[AIGC] 15, Grounding DINO | Extend DINO to open set target detection

insert image description here

论文:Grounding DINO: Marrying DINO with Grounded Pre-Training for Open-Set Object Detection

Code: https://github.com/IDEA-Research/GroundingDINO

Source: Tsinghua University, IDEA

Time: 2023.03.20

contribute:

  • This paper proposes an open-set target detector, Grounding DINO, which combines the Transformer based detector DINO and grounded pre-training, which can output the detection frame of any category of targets according to any input (such as categories or other adjectives).
  • This paper proposes to extend the evaluation of open-set object detection to the REC (meaning that a target is extracted according to the input description) data set, which can help evaluate the performance of the model in the case of free-form text input

1. Background

insert image description here

Understanding new visual concepts is the basic ability that a visual model should have. Based on this, the author proposes a powerful detector open-set object detection, which can detect any target that can be described in human language.

Moreover, this task can also be used in combination with other models, which has great potential. As shown in Figure 1b, it can be combined with the generative model for image editing

The key point of open-set target detection is to introduce the language model into the closed-set target detector to realize the generalization of open-set, and to be able to recognize targets that have not been seen before.

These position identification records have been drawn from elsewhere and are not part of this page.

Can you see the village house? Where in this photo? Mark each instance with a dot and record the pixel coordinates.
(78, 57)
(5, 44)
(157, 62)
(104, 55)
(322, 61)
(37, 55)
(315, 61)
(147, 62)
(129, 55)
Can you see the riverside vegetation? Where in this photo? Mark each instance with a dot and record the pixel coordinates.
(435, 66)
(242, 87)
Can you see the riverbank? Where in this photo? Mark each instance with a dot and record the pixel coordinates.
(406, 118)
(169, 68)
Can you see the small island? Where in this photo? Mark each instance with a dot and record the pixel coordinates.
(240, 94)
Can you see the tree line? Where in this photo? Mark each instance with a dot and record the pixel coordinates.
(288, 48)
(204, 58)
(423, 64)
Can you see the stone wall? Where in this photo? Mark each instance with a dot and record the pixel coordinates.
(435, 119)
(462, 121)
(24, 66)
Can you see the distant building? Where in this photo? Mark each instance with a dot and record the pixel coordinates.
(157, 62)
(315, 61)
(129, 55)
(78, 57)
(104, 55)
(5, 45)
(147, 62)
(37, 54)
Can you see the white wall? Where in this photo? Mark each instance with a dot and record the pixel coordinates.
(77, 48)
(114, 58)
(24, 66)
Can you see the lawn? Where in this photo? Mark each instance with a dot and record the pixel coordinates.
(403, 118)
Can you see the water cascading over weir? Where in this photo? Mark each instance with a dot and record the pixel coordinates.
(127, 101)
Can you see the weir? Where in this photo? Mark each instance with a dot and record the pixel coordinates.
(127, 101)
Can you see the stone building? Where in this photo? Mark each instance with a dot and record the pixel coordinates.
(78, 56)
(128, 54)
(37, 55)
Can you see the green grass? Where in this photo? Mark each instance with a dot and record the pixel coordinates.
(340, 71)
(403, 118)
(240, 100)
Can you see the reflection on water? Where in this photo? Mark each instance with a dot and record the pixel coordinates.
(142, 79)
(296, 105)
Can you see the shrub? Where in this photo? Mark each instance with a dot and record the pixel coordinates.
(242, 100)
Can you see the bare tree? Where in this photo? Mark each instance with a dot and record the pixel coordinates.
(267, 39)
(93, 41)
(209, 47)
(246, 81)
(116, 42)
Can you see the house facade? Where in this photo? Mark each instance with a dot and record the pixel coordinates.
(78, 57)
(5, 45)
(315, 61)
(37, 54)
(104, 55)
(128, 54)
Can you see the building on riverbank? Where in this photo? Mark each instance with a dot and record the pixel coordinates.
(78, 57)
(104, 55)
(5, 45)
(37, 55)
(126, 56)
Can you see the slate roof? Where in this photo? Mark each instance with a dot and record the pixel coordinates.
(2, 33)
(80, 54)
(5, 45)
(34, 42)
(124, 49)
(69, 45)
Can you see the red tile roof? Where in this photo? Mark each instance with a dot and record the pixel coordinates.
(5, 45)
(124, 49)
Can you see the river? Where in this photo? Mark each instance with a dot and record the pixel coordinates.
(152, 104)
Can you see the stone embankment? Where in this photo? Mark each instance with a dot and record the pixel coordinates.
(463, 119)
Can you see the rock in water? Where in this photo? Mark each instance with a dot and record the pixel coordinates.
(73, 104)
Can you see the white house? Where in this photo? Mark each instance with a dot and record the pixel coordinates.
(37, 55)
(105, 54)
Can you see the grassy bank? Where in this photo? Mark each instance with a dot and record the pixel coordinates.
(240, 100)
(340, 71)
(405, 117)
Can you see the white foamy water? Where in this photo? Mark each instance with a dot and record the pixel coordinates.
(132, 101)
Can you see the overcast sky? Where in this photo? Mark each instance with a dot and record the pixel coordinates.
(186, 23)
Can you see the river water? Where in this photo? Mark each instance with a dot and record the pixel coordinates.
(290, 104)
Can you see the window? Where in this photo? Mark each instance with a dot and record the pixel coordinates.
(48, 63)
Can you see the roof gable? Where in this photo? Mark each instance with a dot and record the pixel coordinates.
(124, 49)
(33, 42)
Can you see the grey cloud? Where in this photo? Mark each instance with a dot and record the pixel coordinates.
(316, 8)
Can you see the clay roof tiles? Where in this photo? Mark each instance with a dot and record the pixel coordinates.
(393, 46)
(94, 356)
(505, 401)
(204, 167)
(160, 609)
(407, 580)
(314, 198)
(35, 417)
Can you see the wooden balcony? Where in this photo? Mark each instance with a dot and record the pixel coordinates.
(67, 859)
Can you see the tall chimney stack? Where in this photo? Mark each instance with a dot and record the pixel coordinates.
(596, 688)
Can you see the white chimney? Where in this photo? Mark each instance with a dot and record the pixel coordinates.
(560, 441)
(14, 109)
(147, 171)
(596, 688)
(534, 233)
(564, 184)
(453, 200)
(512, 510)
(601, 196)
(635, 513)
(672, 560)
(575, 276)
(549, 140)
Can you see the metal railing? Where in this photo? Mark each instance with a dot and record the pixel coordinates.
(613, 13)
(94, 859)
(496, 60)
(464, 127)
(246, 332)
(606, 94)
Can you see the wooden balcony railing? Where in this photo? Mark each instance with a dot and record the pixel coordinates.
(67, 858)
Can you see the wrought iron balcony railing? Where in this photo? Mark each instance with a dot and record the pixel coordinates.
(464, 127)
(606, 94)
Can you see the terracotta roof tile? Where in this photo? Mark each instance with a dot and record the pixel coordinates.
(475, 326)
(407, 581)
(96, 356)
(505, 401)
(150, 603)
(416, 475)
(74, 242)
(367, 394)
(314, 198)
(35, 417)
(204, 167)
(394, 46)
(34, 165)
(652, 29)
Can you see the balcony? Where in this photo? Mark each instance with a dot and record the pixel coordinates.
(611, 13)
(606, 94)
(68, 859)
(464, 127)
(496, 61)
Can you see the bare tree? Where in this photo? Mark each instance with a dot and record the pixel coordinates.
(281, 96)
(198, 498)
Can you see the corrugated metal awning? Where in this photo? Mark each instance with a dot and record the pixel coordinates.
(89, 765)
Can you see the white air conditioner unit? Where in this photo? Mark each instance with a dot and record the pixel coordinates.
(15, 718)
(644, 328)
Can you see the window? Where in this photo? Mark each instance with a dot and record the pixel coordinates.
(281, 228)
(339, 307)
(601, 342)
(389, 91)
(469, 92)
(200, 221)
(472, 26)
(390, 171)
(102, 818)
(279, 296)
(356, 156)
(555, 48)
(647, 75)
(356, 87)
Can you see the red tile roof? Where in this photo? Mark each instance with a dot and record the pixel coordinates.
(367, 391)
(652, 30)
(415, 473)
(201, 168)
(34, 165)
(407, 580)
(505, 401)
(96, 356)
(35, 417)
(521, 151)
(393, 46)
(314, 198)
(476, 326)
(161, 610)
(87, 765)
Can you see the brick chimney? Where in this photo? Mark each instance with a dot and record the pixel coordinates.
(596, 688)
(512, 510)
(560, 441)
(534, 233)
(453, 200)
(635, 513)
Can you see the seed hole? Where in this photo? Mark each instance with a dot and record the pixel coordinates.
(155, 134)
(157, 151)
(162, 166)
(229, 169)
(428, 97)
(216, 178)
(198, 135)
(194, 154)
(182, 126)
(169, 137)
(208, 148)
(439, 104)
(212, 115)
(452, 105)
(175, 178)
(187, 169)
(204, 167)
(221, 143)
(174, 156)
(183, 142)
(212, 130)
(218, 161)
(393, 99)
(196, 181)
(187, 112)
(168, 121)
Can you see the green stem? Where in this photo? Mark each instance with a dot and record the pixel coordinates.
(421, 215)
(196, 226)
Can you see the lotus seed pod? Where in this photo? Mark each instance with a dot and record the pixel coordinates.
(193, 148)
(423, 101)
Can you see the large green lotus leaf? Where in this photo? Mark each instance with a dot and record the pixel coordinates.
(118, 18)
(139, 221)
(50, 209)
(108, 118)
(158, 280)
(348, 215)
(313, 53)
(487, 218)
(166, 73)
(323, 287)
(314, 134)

For example, GLIP defines target detection as a phrase groundig task, and uses comparative training to train target regions and language phrases, and has achieved good results on a variety of data sets, including closed-set and open-set detection

Since closed-set and open-set detection are very similar, it is definitely possible to link the two to make a better open-set detector

This paper proposes an open-set detector based on DINO[58], and achieved good results in target detection

Advantages of Grounding DINO over GLIP:

  • Based on the Transformer structure, it can be applied to both image and language data
  • Transformer structure can get more information from large data sets
  • DINO can optimize the model end-to-end without using post-processing (such as NMS)

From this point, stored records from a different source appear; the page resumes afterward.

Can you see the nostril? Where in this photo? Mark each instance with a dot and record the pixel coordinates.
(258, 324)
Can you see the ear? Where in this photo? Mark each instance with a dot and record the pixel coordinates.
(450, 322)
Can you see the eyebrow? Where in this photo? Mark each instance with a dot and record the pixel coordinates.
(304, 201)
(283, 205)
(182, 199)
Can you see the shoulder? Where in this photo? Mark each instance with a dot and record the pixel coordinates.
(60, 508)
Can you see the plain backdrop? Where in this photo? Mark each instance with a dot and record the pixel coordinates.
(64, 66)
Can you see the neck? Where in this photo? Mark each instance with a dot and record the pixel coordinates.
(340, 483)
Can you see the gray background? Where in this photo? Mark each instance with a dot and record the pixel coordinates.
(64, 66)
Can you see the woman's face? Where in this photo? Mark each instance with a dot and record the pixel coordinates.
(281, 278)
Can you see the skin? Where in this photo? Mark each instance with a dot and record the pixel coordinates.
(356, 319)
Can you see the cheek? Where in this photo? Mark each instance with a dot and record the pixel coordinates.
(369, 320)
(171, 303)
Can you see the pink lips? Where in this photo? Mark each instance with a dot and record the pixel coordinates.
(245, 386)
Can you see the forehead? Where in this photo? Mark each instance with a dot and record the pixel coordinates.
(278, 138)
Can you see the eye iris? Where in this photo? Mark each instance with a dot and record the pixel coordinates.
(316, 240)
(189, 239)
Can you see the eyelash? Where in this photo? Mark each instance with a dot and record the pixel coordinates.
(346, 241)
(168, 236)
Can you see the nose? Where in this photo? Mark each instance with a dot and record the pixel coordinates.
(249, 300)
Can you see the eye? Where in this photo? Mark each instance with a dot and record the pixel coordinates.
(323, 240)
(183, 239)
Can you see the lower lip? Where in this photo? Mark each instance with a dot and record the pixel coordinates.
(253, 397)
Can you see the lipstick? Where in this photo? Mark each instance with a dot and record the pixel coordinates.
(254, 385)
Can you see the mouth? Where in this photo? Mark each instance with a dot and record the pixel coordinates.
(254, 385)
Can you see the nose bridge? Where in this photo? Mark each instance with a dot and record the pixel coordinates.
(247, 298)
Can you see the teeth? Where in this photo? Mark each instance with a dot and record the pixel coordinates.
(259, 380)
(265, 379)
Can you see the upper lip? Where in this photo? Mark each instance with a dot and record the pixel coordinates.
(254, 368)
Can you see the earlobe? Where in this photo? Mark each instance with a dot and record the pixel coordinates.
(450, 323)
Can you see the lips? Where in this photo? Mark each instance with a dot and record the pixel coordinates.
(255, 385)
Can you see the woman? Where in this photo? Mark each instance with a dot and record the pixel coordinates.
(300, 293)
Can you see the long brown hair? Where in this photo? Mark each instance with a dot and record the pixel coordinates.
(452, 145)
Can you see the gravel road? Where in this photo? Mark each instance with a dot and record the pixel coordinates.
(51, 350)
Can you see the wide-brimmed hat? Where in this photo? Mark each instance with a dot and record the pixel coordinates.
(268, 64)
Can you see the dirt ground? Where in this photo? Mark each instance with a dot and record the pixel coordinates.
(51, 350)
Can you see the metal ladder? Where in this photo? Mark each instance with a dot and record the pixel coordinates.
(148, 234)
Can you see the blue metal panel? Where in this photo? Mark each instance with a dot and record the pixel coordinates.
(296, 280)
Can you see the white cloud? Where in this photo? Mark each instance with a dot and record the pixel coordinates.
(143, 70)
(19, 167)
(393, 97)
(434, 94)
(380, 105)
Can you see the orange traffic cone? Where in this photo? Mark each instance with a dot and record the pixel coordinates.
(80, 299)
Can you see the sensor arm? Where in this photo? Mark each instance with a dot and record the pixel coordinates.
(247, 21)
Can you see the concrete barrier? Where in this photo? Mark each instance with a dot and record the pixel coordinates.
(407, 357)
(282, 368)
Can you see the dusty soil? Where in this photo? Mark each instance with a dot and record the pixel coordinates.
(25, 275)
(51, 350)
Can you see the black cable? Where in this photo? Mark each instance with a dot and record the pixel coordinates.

How do some existing open-set detectors do it:

  • Use language model information to extend closed-set detectors to open-set detectors

There are three important modules of the closed-set detector:

  • backbone: extract image features
  • neck: feature enhancement
  • head: regression and classification, etc.

How to extend closed-set detectors to open-set detectors using language models:

  • Learn language-aware region embedding
  • In this way, each target area can be divided into the space corresponding to the language semantic information.
  • The key lies in the place where the neck or head outputs, using contrastive learning between region output and language features to help the model learn how to align these two multimodal information
  • Figure 2 shows an example of feature fusion in three different stages, neck (A), query initialization (B), head (C)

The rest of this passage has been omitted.